Madrid v. Lazar CA2/7
Madrid v. Lazar CA2/7
Opinion
Filed 1/16/25 Madrid v. Lazar CA2/7 NOT TO BE PUBLISHED IN THE OFFICIAL REPORTS California Rules of Court, rule 8.1115(a), prohibits courts and parties from citing or relying on opinions not certified for publication or ordered published, except as specified by rule 8.1115(b). This opinion has not been certified for publication or ordered published for purposes of rule 8.1115.
IN THE COURT OF APPEAL OF THE STATE OF CALIFORNIA SECOND APPELLATE DISTRICT DIVISION SEVEN
SUSANA MADRID et al., B333110 Plaintiffs and Respondents, (Los Angeles County Super. Ct. No. v. 22STCV02576) SIMON LAZAR, Defendant and Appellant.
APPEAL from an order of the Superior Court of Los Angeles County, Michael E. Whitaker, Judge. Affirmed.

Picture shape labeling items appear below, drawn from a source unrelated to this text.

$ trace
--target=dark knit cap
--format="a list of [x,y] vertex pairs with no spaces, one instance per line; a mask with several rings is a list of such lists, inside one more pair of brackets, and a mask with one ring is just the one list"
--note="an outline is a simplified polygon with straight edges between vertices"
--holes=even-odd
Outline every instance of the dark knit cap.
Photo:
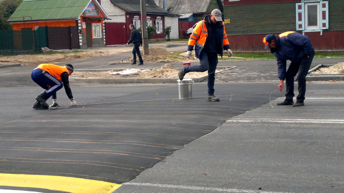
[[74,68],[73,67],[73,65],[70,64],[67,64],[65,65],[67,68],[67,69],[73,72],[74,71]]

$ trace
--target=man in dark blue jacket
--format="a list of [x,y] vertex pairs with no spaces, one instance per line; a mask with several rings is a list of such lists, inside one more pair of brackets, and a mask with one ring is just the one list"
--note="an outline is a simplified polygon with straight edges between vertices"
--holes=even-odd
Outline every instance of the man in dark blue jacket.
[[133,57],[132,59],[132,65],[136,64],[136,54],[139,57],[140,60],[140,64],[137,65],[143,65],[143,60],[142,59],[141,56],[141,53],[140,52],[140,46],[142,46],[142,36],[140,31],[135,28],[133,24],[131,24],[129,25],[129,28],[131,31],[130,33],[130,39],[128,41],[127,45],[129,45],[131,42],[134,44],[134,48],[132,49],[132,55]]
[[[303,101],[306,93],[306,76],[308,73],[314,57],[314,49],[308,37],[295,32],[287,32],[279,35],[269,34],[263,39],[265,49],[270,48],[271,53],[276,56],[278,66],[280,92],[283,89],[286,80],[287,93],[286,99],[277,105],[304,105]],[[287,60],[291,61],[286,70]],[[298,74],[299,95],[294,104],[294,77]]]

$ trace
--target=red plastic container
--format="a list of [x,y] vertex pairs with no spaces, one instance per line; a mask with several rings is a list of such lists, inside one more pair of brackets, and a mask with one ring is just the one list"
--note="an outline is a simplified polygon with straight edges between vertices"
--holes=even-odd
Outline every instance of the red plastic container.
[[183,62],[182,64],[183,64],[183,66],[191,66],[191,62]]

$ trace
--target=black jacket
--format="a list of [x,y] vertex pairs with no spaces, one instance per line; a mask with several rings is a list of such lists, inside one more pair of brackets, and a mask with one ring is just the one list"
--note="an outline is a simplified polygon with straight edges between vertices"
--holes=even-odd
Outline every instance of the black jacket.
[[132,42],[133,44],[136,44],[138,43],[140,44],[142,44],[142,36],[140,31],[135,27],[131,30],[130,33],[130,39],[128,41],[128,44]]

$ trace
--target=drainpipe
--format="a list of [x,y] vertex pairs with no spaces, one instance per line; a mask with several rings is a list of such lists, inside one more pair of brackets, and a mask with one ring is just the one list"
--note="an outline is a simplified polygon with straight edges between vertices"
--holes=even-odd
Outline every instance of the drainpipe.
[[164,9],[167,11],[167,0],[164,0]]

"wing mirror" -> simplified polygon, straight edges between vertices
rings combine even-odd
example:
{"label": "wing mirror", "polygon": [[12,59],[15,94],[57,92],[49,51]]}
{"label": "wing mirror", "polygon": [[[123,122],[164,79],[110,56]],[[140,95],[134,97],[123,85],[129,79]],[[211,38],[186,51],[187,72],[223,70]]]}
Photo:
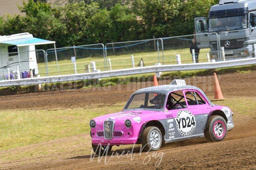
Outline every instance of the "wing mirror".
{"label": "wing mirror", "polygon": [[251,25],[252,26],[254,27],[256,26],[256,14],[252,14],[252,20],[251,21]]}

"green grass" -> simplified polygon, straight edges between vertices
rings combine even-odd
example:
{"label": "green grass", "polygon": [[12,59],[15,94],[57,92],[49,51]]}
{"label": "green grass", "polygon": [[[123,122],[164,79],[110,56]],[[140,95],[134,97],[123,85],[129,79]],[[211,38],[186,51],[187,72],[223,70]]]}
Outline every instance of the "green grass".
{"label": "green grass", "polygon": [[[206,62],[206,54],[209,53],[209,49],[202,49],[199,55],[199,62]],[[176,54],[180,54],[182,63],[192,63],[192,57],[189,48],[184,48],[176,50],[171,50],[164,51],[164,62],[165,64],[176,64]],[[136,67],[139,64],[140,59],[143,59],[146,66],[154,65],[155,63],[158,62],[157,52],[143,52],[136,53],[131,53],[128,54],[120,55],[108,56],[108,57],[111,59],[112,70],[131,68],[132,62],[131,55],[134,56],[134,63]],[[163,57],[162,53],[159,53],[160,62],[162,64]],[[85,73],[85,65],[90,64],[91,62],[95,62],[97,69],[101,71],[105,70],[104,59],[102,56],[88,57],[77,59],[76,61],[77,73]],[[71,62],[71,59],[69,60],[60,60],[58,61],[60,74],[74,74],[74,64]],[[38,64],[39,74],[41,76],[45,75],[44,63]],[[48,72],[49,76],[58,75],[57,64],[56,61],[48,62]]]}
{"label": "green grass", "polygon": [[88,132],[91,119],[122,108],[1,110],[0,151]]}

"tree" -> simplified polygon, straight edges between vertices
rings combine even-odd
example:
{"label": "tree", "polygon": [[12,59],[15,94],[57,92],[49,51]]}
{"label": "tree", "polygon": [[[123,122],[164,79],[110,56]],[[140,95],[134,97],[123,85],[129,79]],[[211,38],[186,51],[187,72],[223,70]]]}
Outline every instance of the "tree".
{"label": "tree", "polygon": [[57,45],[65,45],[67,33],[65,25],[60,20],[59,9],[51,4],[40,1],[32,0],[23,2],[23,6],[19,7],[26,15],[20,17],[22,28],[18,32],[28,32],[34,36],[44,39],[56,41]]}
{"label": "tree", "polygon": [[81,45],[89,42],[87,41],[88,25],[99,9],[97,4],[86,4],[83,1],[68,4],[62,9],[61,21],[68,31],[67,44]]}
{"label": "tree", "polygon": [[96,14],[90,30],[91,41],[103,43],[137,40],[140,31],[136,15],[119,4],[109,11],[105,9]]}

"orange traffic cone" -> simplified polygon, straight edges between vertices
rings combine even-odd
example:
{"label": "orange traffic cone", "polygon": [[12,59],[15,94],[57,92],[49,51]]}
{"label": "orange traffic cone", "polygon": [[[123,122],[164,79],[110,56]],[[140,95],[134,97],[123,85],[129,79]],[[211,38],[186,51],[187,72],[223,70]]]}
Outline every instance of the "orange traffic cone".
{"label": "orange traffic cone", "polygon": [[157,82],[157,79],[156,78],[156,76],[155,74],[154,74],[153,77],[154,78],[154,86],[157,86],[158,85],[158,82]]}
{"label": "orange traffic cone", "polygon": [[212,101],[221,101],[225,100],[225,99],[223,97],[223,95],[222,95],[221,90],[216,73],[213,73],[213,76],[214,76],[214,99],[212,100]]}

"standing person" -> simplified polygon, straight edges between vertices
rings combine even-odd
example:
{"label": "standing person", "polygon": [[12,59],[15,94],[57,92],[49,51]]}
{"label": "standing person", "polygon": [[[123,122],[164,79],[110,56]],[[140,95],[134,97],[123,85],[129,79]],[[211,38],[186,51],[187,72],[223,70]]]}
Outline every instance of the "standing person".
{"label": "standing person", "polygon": [[[197,48],[197,45],[196,45],[196,39],[193,38],[192,39],[192,44],[190,46],[190,53],[192,54],[192,49],[195,50],[195,58],[196,59],[196,63],[198,63],[198,56],[199,55],[199,51],[200,49]],[[193,59],[193,56],[192,56],[192,60]]]}

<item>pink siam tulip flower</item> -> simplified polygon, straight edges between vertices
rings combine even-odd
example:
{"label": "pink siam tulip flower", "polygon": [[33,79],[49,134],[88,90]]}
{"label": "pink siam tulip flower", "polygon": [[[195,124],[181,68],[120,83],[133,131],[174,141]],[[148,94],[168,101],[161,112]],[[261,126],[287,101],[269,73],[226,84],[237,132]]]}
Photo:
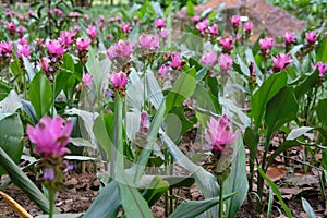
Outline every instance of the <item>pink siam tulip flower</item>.
{"label": "pink siam tulip flower", "polygon": [[238,15],[233,15],[231,17],[231,23],[234,27],[239,27],[241,25],[241,17]]}
{"label": "pink siam tulip flower", "polygon": [[132,53],[132,44],[128,40],[119,40],[114,46],[108,49],[108,57],[111,61],[114,59],[128,60]]}
{"label": "pink siam tulip flower", "polygon": [[272,61],[274,61],[274,66],[272,66],[272,71],[274,72],[280,72],[283,69],[288,68],[292,60],[291,60],[291,56],[284,55],[284,53],[278,53],[277,58],[272,57]]}
{"label": "pink siam tulip flower", "polygon": [[27,135],[31,142],[35,143],[35,153],[45,158],[55,156],[63,157],[70,150],[65,147],[70,142],[70,134],[73,124],[71,121],[64,121],[60,116],[51,119],[44,117],[35,128],[27,124]]}
{"label": "pink siam tulip flower", "polygon": [[60,34],[60,40],[66,47],[69,47],[73,43],[74,37],[75,33],[72,31],[64,31]]}
{"label": "pink siam tulip flower", "polygon": [[155,21],[155,25],[158,27],[158,28],[164,28],[166,26],[166,17],[164,19],[157,19]]}
{"label": "pink siam tulip flower", "polygon": [[31,59],[29,46],[27,44],[17,45],[17,57],[23,58],[23,56],[27,59]]}
{"label": "pink siam tulip flower", "polygon": [[147,122],[147,112],[144,111],[141,113],[141,128],[146,128]]}
{"label": "pink siam tulip flower", "polygon": [[7,43],[2,40],[0,43],[0,57],[10,57],[12,52],[13,45],[12,43]]}
{"label": "pink siam tulip flower", "polygon": [[116,16],[116,21],[121,22],[121,16]]}
{"label": "pink siam tulip flower", "polygon": [[123,32],[123,33],[129,33],[131,31],[131,26],[130,24],[126,24],[126,23],[122,23],[120,24],[120,29]]}
{"label": "pink siam tulip flower", "polygon": [[17,44],[20,44],[20,45],[27,45],[28,44],[27,38],[19,38],[17,39]]}
{"label": "pink siam tulip flower", "polygon": [[293,33],[286,32],[286,33],[284,33],[284,37],[283,37],[283,40],[284,40],[287,44],[293,44],[293,43],[295,43],[295,35],[294,35]]}
{"label": "pink siam tulip flower", "polygon": [[307,43],[315,44],[317,40],[317,32],[315,32],[315,31],[306,32],[305,38],[306,38]]}
{"label": "pink siam tulip flower", "polygon": [[81,27],[78,25],[74,26],[74,31],[78,33],[81,31]]}
{"label": "pink siam tulip flower", "polygon": [[194,15],[194,16],[192,17],[192,21],[193,21],[194,23],[199,22],[199,15]]}
{"label": "pink siam tulip flower", "polygon": [[88,51],[88,47],[90,45],[92,40],[90,38],[77,38],[76,39],[76,46],[78,51]]}
{"label": "pink siam tulip flower", "polygon": [[207,51],[202,56],[202,62],[205,65],[209,65],[213,68],[217,62],[217,53],[216,51]]}
{"label": "pink siam tulip flower", "polygon": [[221,38],[220,40],[220,45],[222,46],[222,50],[225,52],[229,52],[233,49],[233,37],[229,36],[227,38]]}
{"label": "pink siam tulip flower", "polygon": [[50,60],[47,57],[39,59],[39,66],[46,72],[50,72]]}
{"label": "pink siam tulip flower", "polygon": [[275,39],[266,37],[259,40],[259,46],[263,53],[269,53],[271,48],[275,46]]}
{"label": "pink siam tulip flower", "polygon": [[48,52],[55,58],[61,58],[64,53],[64,46],[57,39],[47,39],[46,47]]}
{"label": "pink siam tulip flower", "polygon": [[93,83],[93,75],[83,72],[82,83],[85,87],[89,87]]}
{"label": "pink siam tulip flower", "polygon": [[58,8],[56,8],[56,9],[53,10],[53,12],[55,12],[58,16],[62,16],[62,15],[63,15],[63,12],[62,12],[60,9],[58,9]]}
{"label": "pink siam tulip flower", "polygon": [[312,64],[313,70],[315,71],[318,68],[319,77],[324,77],[327,72],[327,63],[323,63],[322,61],[317,62],[316,65]]}
{"label": "pink siam tulip flower", "polygon": [[252,28],[253,28],[253,23],[252,22],[246,22],[245,24],[244,24],[244,31],[245,32],[252,32]]}
{"label": "pink siam tulip flower", "polygon": [[56,172],[53,168],[46,168],[44,172],[44,180],[53,180]]}
{"label": "pink siam tulip flower", "polygon": [[240,130],[233,132],[232,128],[232,122],[226,114],[217,120],[210,118],[205,130],[205,138],[208,142],[205,148],[214,153],[221,153],[226,146],[232,145],[241,134]]}
{"label": "pink siam tulip flower", "polygon": [[142,34],[138,38],[140,46],[143,49],[156,50],[159,48],[159,36]]}
{"label": "pink siam tulip flower", "polygon": [[198,22],[195,27],[199,31],[199,33],[203,35],[206,33],[206,29],[208,27],[208,23],[205,21]]}
{"label": "pink siam tulip flower", "polygon": [[167,38],[168,35],[169,35],[169,29],[167,29],[167,28],[161,28],[161,29],[160,29],[160,36],[161,36],[162,38]]}
{"label": "pink siam tulip flower", "polygon": [[109,17],[109,23],[113,23],[114,21],[116,21],[116,19],[114,17]]}
{"label": "pink siam tulip flower", "polygon": [[113,72],[112,74],[108,74],[108,77],[113,86],[113,89],[125,89],[129,80],[124,72]]}
{"label": "pink siam tulip flower", "polygon": [[17,27],[17,33],[19,33],[20,35],[23,35],[24,32],[25,32],[25,29],[24,29],[23,26],[19,26],[19,27]]}
{"label": "pink siam tulip flower", "polygon": [[89,25],[86,29],[86,33],[90,38],[96,38],[98,35],[98,31],[94,25]]}
{"label": "pink siam tulip flower", "polygon": [[219,62],[219,68],[226,72],[229,72],[233,65],[233,59],[229,55],[226,55],[226,53],[222,53],[218,58],[218,62]]}
{"label": "pink siam tulip flower", "polygon": [[217,36],[218,35],[218,27],[216,24],[213,24],[211,26],[208,27],[209,34]]}
{"label": "pink siam tulip flower", "polygon": [[167,65],[165,65],[165,64],[161,65],[158,70],[158,74],[157,74],[158,78],[165,78],[168,71],[169,71],[169,68],[167,68]]}
{"label": "pink siam tulip flower", "polygon": [[174,51],[170,55],[170,57],[171,57],[171,61],[168,61],[167,63],[170,68],[181,69],[185,64],[185,62],[182,61],[181,55],[179,52]]}
{"label": "pink siam tulip flower", "polygon": [[9,31],[11,33],[15,33],[16,32],[15,22],[5,22],[5,28],[7,28],[7,31]]}

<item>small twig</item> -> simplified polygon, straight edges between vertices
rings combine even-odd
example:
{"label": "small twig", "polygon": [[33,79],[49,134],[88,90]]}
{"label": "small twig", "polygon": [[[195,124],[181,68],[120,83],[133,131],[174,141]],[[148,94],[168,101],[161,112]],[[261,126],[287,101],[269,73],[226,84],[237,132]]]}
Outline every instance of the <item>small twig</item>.
{"label": "small twig", "polygon": [[284,155],[279,155],[279,156],[282,157],[282,158],[287,158],[287,159],[293,160],[293,161],[295,161],[295,162],[300,162],[300,164],[302,164],[302,165],[306,165],[306,166],[308,166],[308,167],[315,168],[315,169],[318,170],[318,171],[323,171],[320,168],[318,168],[318,167],[316,167],[316,166],[313,166],[313,165],[311,165],[311,164],[304,162],[304,161],[302,161],[302,160],[298,160],[298,159],[294,159],[294,158],[291,158],[291,157],[287,157],[287,156],[284,156]]}

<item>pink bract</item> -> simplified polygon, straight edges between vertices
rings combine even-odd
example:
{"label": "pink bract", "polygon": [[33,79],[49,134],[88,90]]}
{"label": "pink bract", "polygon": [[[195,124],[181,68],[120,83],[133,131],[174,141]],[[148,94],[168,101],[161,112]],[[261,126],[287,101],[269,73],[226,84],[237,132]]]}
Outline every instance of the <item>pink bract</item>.
{"label": "pink bract", "polygon": [[124,72],[113,72],[112,74],[108,74],[108,77],[113,86],[113,89],[125,89],[129,80],[128,75]]}
{"label": "pink bract", "polygon": [[35,143],[35,153],[44,156],[63,157],[70,150],[65,147],[70,142],[73,124],[64,121],[60,116],[51,119],[44,117],[35,128],[27,124],[27,135]]}
{"label": "pink bract", "polygon": [[225,147],[232,145],[240,134],[240,130],[233,132],[232,122],[226,114],[219,117],[217,120],[210,118],[210,120],[207,121],[207,129],[205,130],[205,140],[208,142],[206,149],[223,152]]}
{"label": "pink bract", "polygon": [[138,38],[140,46],[143,49],[156,50],[159,48],[159,36],[142,34]]}
{"label": "pink bract", "polygon": [[219,68],[226,72],[229,72],[233,65],[233,59],[226,53],[222,53],[219,57],[218,62],[219,62]]}

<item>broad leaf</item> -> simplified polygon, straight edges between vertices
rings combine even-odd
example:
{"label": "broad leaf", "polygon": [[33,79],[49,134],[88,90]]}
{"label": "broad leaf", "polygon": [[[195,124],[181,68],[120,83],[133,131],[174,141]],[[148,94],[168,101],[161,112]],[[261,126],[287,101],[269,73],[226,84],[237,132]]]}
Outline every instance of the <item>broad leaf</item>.
{"label": "broad leaf", "polygon": [[[223,199],[229,199],[237,193],[223,195]],[[169,216],[169,218],[180,218],[180,217],[196,217],[202,213],[208,210],[213,206],[219,204],[219,197],[208,198],[204,201],[191,201],[182,202],[178,208]]]}
{"label": "broad leaf", "polygon": [[318,114],[318,120],[325,125],[327,125],[326,108],[327,108],[327,98],[320,99],[318,102],[317,114]]}
{"label": "broad leaf", "polygon": [[46,116],[52,106],[52,88],[50,81],[43,73],[34,76],[31,83],[28,96],[37,118]]}
{"label": "broad leaf", "polygon": [[29,178],[16,166],[15,162],[0,147],[0,166],[8,172],[13,183],[22,189],[28,197],[44,211],[49,213],[49,201]]}
{"label": "broad leaf", "polygon": [[284,72],[270,75],[259,89],[253,95],[251,104],[251,113],[255,121],[256,129],[262,125],[262,119],[266,111],[267,102],[276,96],[287,84],[287,74]]}
{"label": "broad leaf", "polygon": [[168,181],[164,180],[159,175],[155,175],[150,184],[142,193],[143,197],[146,199],[148,206],[154,205],[161,195],[169,189]]}
{"label": "broad leaf", "polygon": [[302,199],[302,207],[303,207],[307,218],[316,218],[315,210],[312,208],[310,203],[304,197],[301,197],[301,199]]}
{"label": "broad leaf", "polygon": [[[193,174],[203,196],[206,199],[219,196],[219,187],[215,177],[201,166],[192,162],[165,133],[162,133],[162,138],[174,161]],[[215,218],[217,217],[218,211],[218,207],[215,206],[207,211],[207,215],[210,218]]]}
{"label": "broad leaf", "polygon": [[265,174],[265,172],[261,168],[258,168],[257,170],[259,171],[261,175],[268,182],[268,184],[272,189],[274,193],[276,194],[277,198],[279,199],[279,202],[280,202],[286,215],[288,216],[288,218],[291,218],[292,213],[288,208],[288,206],[284,204],[278,186]]}
{"label": "broad leaf", "polygon": [[104,217],[111,218],[117,217],[121,205],[118,185],[116,181],[110,182],[104,189],[87,209],[84,218]]}
{"label": "broad leaf", "polygon": [[282,88],[268,104],[265,121],[267,124],[267,137],[284,123],[296,119],[299,105],[291,87]]}
{"label": "broad leaf", "polygon": [[[23,124],[17,114],[8,114],[0,119],[0,147],[14,162],[21,159],[24,147],[23,136]],[[1,174],[5,174],[2,167],[0,167]]]}
{"label": "broad leaf", "polygon": [[233,145],[234,149],[239,147],[237,156],[231,166],[230,175],[225,181],[223,194],[238,193],[225,202],[226,217],[234,217],[242,206],[249,190],[249,182],[246,177],[246,156],[242,137],[239,136]]}
{"label": "broad leaf", "polygon": [[120,179],[122,183],[118,183],[119,195],[121,204],[123,206],[125,216],[128,218],[150,218],[152,211],[147,205],[147,202],[140,194],[135,185],[131,183],[131,179],[128,178],[124,172],[121,172]]}
{"label": "broad leaf", "polygon": [[182,73],[174,82],[171,90],[166,98],[166,113],[168,113],[173,106],[184,102],[185,99],[192,96],[196,87],[196,71],[195,68]]}

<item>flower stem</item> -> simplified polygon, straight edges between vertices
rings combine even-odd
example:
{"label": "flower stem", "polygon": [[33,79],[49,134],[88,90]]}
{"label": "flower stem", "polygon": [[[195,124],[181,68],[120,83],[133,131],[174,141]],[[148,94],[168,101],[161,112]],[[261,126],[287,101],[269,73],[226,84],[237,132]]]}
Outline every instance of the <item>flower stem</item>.
{"label": "flower stem", "polygon": [[219,192],[219,218],[223,218],[223,181],[220,182],[220,192]]}
{"label": "flower stem", "polygon": [[53,217],[53,211],[55,211],[55,195],[56,195],[56,192],[53,190],[49,190],[49,202],[50,202],[49,218]]}

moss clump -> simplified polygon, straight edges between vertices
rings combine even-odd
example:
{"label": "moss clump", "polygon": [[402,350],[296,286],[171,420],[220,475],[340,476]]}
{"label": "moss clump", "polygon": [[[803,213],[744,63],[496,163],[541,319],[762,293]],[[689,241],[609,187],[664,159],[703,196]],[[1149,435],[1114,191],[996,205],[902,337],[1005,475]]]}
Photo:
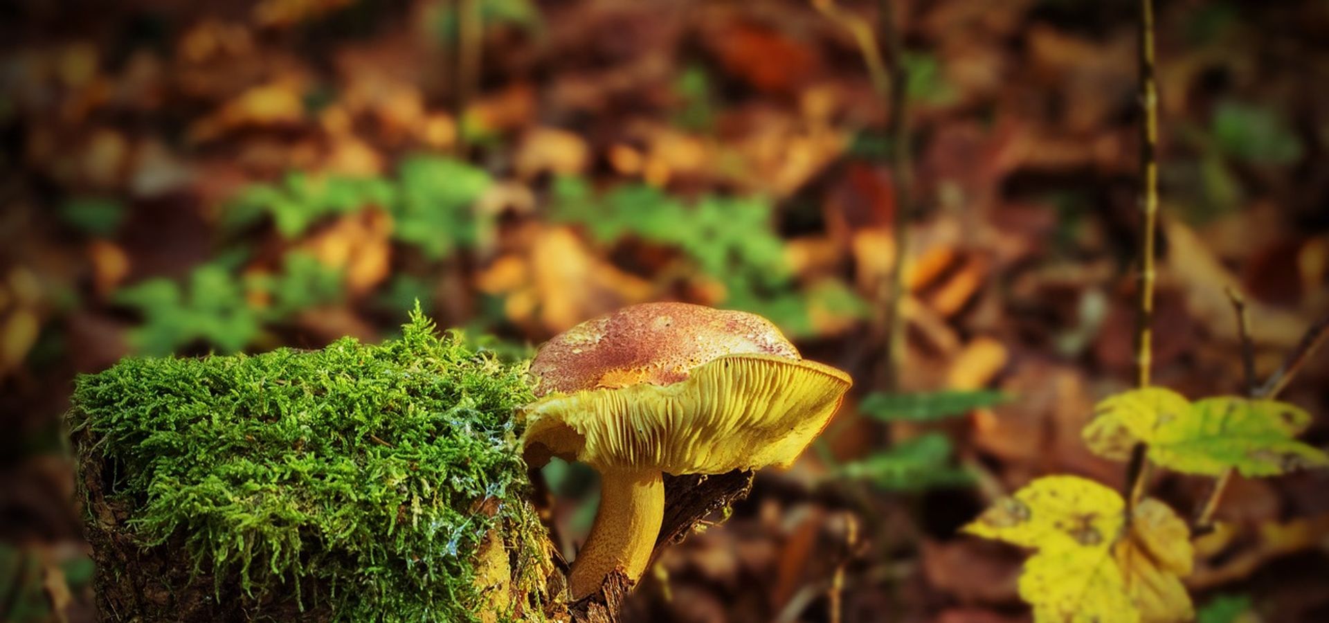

Collins + Collins, Edward J. Riffle, David C. Moore, and James Lee for Defendant and Appellant.
Wilshire Law Firm and Daniel DeSantis for Plaintiffs and Respondents.
INTRODUCTION In holding that perfecting an appeal from an order denying a special motion to strike under Code of Civil Procedure section 425.161 stays trial court proceedings on the merits, the Supreme Court recognized some such appeals “will undoubtedly delay litigation even though the appeal is frivolous or insubstantial.” (Varian Medical Systems, Inc. v. Delfino (2005) 35 Cal.4th 180, 186, 195; see Oakland Bulk & Oversized Terminal, LLC v. City of Oakland (2020) 54 Cal.App.5th 738, 763 [a “‘major reason’” for the explosion of special motions to strike under section 425.16 “‘is that the statute rewards the filer of an unsuccessful . . . motion with what one court has called a “free time-out” from further litigation in the trial court’”].) This is one of those appeals. And the timeout is over.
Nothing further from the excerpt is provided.